Enquanto o julgamento está sendo realizado, no Congresso aceleram-se as negociações para incluir a votação de uma anistia na agenda parlamentar, tendo Bolsonaro como eventual beneficiário.
- "Sem provas" -
O STF retomou as sessões nesta quarta-feira para concluir o julgamento contra o ex-presidente Bolsonaro (2019-2022), que está preso preventivamente em sua residência em Brasília desde o início de agosto.
Segundo a acusação, o plano de golpe incluía um decreto de estado de sítio e um plano para assassinar Lula, seu vice-presidente eleito, Geraldo Alckmin, e o ministro Alexandre de Moraes, relator do julgamento. O plano teria fracassado devido à falta de apoio da cúpula militar.
Também aponta Bolsonaro como suposto instigador do atos em 8 de janeiro de 2023, quando milhares de seus apoiadores vandalizaram as sedes dos Três Poderes em Brasília para tentar derrubar Lula.
Bolsonaro, de 70 anos, se declara inocente e alega ser vítima de perseguição política.
Um de seus advogados, Celso Vilardi, afirmou que não há uma única prova que o vincule ao plano de assassinato de autoridades e aos atos de 8 de janeiro.
- Contra "pressões" -
Inelegível até 2030, o ex-presidente pode pegar até 43 anos de prisão.
Na terça-feira, Moraes garantiu que o tribunal ignorará "pressões internas ou externas" ao proferir seu veredicto.
Suas declarações ocorrem em um contexto de crise diplomática com os Estados Unidos.
O presidente americano, Donald Trump, impôs tarifas punitivas às exportações brasileiras em 6 de agosto, pelo que chamou de "caça às bruxas" contra Bolsonaro, seu aliado.
Washington também sancionou Moraes e outras autoridades brasileiras.
Em caso de condenação, a defesa terá até cinco dias para apresentar um recurso de esclarecimento ou revisão, explicou à AFP Thiago Bottino, professor de direito penal da Fundação Getulio Vargas (FGV).
Se existirem recursos de qualquer tipo, até que sejam resolvidos, Bolsonaro não pode ir para a prisão, segundo o especialista.
Esta é a primeira vez que um ex-presidente enfrenta acusações dessa magnitude no Brasil.
- Anistia -
O bolsonarismo impulsiona há meses uma anistia para seu líder e centenas de seus apoiadores condenados pelo 8 de janeiro.

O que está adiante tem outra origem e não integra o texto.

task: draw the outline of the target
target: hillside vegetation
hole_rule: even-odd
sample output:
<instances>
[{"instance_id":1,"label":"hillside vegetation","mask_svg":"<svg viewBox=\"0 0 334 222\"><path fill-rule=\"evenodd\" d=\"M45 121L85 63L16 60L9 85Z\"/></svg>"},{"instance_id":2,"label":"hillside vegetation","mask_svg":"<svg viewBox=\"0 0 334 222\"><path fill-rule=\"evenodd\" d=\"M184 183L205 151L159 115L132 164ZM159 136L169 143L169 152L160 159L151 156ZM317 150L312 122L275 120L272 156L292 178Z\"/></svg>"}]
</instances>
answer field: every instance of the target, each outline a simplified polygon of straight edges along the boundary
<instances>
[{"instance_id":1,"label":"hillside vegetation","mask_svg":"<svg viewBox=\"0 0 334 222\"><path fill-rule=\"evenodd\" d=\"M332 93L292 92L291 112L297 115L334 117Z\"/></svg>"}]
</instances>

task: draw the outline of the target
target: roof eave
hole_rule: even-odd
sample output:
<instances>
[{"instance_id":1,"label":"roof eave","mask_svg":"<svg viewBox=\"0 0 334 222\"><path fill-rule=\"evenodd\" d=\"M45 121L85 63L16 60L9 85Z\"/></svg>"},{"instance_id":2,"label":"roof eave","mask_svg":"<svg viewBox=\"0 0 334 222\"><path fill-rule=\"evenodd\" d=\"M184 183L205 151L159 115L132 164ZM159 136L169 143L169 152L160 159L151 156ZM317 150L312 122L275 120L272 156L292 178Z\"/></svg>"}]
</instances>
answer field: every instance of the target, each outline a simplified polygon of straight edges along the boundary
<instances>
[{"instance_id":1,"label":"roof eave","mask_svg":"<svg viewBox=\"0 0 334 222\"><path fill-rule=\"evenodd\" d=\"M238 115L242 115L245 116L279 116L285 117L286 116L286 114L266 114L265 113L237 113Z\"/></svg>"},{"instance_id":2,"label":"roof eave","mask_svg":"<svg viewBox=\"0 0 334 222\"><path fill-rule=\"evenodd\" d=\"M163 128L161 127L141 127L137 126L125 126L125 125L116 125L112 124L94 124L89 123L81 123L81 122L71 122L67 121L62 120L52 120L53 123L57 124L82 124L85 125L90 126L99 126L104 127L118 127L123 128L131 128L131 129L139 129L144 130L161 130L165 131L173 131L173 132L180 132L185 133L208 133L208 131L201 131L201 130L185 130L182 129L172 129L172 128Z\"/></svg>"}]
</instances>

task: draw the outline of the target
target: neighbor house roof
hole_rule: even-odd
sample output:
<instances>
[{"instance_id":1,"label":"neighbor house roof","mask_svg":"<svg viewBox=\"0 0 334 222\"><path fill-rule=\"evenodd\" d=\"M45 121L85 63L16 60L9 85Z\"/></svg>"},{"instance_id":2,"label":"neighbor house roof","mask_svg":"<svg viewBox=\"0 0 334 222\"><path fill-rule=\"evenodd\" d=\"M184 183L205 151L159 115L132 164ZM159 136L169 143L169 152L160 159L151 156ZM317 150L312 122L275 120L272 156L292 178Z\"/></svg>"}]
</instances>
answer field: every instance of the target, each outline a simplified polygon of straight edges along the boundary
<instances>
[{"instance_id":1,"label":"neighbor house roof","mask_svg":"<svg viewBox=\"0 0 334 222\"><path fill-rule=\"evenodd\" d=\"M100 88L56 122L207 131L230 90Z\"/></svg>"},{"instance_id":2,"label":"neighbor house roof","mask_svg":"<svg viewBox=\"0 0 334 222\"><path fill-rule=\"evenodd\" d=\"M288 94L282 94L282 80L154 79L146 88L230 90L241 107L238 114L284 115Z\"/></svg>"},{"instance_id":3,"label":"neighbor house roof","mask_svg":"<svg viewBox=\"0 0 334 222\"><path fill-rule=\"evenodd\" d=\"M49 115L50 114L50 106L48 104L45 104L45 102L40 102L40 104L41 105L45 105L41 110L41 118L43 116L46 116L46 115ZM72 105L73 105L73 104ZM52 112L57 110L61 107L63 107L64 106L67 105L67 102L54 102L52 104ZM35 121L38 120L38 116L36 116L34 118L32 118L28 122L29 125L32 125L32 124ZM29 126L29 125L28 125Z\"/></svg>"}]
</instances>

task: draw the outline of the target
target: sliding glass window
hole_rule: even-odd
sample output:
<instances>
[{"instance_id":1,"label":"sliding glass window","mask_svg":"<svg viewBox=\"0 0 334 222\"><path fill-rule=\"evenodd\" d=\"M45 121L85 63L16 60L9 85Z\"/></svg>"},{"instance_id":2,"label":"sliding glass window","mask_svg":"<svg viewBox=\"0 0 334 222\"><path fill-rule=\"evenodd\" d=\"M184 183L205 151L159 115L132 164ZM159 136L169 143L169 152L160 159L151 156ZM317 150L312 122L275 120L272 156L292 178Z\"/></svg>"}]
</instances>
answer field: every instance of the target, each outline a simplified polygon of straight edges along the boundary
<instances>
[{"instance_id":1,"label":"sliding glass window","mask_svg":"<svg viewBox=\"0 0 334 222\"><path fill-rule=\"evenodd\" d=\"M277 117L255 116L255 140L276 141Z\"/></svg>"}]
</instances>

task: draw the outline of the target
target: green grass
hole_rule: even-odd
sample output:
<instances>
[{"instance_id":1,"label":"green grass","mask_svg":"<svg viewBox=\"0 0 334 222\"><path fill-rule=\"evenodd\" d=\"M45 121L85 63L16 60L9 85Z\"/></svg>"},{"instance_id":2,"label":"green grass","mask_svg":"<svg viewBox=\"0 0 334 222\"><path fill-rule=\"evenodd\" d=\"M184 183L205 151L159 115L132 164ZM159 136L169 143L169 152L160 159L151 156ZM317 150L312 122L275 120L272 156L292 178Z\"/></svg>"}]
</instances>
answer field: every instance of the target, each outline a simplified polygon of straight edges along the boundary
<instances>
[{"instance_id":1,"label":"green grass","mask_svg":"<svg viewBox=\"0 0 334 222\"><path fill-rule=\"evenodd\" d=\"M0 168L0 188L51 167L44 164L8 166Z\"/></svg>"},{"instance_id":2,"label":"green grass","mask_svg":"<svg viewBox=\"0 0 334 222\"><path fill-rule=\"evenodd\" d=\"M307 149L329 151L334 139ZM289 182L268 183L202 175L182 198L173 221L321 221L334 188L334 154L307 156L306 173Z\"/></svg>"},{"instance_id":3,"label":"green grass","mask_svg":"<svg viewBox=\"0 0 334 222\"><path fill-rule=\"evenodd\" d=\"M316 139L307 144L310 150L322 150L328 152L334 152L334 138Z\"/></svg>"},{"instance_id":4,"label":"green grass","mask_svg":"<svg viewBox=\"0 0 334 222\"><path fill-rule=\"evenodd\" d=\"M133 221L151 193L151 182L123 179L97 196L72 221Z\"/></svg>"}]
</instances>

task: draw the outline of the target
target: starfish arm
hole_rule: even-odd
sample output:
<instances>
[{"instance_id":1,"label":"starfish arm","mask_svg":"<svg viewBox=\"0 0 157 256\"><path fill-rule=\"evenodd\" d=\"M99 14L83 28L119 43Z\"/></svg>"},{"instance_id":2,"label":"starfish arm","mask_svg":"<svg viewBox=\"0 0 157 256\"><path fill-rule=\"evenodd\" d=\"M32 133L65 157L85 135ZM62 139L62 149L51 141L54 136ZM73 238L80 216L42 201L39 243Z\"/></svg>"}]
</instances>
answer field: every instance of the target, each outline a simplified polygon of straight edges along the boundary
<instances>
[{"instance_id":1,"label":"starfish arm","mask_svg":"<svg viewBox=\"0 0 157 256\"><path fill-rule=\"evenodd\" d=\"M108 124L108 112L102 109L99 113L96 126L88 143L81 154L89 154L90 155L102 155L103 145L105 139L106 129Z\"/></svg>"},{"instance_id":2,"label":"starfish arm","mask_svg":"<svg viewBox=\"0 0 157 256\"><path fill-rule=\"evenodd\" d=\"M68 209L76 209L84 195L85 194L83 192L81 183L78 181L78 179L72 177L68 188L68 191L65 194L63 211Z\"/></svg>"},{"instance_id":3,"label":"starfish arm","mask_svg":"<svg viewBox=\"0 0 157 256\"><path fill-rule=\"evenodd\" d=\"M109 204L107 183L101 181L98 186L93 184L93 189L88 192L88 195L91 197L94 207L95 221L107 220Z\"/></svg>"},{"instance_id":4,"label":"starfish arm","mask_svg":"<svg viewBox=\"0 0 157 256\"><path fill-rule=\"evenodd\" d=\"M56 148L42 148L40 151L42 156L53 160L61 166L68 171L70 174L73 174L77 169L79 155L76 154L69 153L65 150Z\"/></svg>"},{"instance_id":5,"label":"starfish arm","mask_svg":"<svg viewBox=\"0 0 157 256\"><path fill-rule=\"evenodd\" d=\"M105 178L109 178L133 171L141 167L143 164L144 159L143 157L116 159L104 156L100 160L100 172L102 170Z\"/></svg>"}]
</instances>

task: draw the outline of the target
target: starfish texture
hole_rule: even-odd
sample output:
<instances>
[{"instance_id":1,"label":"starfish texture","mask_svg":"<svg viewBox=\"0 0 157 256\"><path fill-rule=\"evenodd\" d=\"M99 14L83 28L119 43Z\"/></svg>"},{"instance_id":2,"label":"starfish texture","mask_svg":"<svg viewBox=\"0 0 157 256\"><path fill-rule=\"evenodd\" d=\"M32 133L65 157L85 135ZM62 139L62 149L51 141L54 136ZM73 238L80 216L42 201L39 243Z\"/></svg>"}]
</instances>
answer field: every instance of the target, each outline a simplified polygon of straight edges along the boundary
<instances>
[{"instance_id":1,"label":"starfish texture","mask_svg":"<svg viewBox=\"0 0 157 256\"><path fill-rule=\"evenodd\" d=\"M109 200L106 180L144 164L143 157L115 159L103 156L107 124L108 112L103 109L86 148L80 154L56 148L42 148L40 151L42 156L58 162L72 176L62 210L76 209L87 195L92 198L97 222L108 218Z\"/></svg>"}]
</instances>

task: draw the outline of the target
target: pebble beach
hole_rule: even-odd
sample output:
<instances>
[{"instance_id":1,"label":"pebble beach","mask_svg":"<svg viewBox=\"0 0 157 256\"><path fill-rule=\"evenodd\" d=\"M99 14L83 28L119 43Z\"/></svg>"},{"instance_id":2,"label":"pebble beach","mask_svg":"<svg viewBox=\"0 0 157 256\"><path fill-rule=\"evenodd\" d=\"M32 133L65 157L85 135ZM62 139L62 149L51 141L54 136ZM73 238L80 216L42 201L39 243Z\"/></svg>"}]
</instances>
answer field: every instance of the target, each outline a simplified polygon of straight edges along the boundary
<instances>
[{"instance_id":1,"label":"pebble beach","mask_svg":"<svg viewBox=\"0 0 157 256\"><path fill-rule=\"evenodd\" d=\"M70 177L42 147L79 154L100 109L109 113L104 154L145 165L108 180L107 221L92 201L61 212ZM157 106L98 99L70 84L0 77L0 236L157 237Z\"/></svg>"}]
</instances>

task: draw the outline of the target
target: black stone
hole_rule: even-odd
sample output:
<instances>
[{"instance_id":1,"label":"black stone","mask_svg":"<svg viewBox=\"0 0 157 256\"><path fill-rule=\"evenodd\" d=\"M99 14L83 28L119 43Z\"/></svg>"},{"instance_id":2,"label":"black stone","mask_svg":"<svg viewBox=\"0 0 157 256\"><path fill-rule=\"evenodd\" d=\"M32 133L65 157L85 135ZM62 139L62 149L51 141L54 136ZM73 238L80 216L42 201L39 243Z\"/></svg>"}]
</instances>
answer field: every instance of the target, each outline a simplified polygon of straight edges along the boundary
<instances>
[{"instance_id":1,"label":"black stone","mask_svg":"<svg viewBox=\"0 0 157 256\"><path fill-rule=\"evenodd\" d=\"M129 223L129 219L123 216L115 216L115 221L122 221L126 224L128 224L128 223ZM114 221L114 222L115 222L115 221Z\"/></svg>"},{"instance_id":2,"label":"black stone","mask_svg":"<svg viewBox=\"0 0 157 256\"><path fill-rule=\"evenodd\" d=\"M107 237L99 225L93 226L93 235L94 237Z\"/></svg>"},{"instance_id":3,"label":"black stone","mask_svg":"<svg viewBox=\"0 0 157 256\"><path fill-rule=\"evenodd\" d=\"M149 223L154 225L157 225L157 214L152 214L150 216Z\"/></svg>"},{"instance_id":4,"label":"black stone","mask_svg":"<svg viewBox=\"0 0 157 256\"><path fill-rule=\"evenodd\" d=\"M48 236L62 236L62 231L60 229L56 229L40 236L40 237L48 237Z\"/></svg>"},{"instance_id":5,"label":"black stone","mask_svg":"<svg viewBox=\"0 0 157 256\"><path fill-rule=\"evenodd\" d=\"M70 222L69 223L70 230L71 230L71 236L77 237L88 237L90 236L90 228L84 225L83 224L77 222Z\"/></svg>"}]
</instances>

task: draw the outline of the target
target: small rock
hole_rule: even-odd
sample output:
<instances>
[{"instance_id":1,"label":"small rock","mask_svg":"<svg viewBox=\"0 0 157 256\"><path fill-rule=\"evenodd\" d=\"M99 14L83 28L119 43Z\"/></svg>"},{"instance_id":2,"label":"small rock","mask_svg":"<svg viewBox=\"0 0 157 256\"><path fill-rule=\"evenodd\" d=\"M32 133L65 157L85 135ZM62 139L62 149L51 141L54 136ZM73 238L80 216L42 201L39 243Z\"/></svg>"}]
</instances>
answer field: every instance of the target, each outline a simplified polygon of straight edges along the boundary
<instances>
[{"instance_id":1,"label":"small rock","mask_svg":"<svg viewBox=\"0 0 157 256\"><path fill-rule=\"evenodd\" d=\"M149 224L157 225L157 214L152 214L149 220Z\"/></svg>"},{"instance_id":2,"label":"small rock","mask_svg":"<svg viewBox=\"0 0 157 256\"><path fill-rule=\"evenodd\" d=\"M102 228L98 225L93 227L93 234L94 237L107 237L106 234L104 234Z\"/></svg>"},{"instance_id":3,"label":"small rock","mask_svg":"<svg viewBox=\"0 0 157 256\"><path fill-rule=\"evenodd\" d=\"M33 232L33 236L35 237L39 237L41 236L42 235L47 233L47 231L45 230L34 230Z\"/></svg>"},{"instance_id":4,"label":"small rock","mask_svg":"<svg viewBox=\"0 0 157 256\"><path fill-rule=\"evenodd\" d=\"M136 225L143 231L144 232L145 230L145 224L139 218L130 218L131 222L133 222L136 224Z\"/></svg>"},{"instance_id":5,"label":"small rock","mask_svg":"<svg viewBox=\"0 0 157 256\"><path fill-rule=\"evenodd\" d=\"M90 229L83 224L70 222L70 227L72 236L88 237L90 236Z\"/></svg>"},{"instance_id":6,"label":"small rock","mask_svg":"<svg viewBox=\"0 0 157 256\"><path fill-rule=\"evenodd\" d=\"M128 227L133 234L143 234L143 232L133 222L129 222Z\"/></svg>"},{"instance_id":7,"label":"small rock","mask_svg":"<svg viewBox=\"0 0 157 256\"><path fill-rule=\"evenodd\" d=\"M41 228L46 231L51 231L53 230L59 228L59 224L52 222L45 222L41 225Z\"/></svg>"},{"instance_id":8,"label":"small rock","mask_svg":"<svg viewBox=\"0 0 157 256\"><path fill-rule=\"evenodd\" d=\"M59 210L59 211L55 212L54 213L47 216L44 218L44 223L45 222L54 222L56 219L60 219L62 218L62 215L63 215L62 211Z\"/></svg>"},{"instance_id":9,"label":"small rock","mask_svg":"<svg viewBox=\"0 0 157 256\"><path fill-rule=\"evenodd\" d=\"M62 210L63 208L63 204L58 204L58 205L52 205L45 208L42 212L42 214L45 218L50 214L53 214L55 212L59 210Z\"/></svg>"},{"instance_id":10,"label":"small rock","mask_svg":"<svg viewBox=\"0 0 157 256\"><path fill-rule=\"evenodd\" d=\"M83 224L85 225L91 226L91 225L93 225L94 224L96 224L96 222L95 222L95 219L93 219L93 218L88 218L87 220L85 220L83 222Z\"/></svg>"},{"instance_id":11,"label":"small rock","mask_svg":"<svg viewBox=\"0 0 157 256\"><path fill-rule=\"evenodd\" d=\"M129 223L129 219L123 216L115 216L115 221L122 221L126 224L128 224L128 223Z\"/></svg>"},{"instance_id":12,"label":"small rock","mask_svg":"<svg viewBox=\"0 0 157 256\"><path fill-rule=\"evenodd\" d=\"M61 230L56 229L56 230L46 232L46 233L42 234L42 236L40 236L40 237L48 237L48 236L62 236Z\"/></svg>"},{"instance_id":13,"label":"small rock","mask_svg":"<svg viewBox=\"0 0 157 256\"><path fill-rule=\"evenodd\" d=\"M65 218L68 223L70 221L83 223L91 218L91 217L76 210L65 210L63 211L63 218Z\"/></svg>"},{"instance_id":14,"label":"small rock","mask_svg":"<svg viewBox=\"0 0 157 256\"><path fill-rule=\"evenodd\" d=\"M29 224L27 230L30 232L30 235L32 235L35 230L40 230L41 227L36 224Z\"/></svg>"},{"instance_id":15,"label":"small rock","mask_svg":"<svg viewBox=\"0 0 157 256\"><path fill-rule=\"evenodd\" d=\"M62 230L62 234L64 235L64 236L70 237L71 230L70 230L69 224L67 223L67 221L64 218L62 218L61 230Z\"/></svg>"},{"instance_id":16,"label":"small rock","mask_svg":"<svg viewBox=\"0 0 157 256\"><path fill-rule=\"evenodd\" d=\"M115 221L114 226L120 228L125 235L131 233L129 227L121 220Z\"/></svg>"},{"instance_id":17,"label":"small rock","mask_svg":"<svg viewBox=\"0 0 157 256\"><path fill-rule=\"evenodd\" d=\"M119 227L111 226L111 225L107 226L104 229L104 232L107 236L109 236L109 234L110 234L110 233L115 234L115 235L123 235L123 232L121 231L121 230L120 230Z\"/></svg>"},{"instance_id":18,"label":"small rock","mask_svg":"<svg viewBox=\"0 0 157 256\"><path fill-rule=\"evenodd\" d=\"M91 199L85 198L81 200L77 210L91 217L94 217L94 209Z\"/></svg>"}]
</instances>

Lindbergh Farias, líder do Partido dos Trabalhadores na Câmara dos Deputados, admitiu esta semana que o movimento pela anistia cresceu após uma visita a Brasília do governador de São Paulo, Tarcísio de Freitas, para colocar o tema em discussão.
Freitas foi ministro de Bolsonaro e aparece como seu possível sucessor para as eleições de 2026.
Cabe ao presidente da Câmara decidir se incluirá uma eventual votação da anistia na agenda do Congresso.
Outras duas forças centristas que apoiam a anistia, União Brasil e Progressistas, anunciaram que deixarão os ministérios que ocupam no governo de Lula.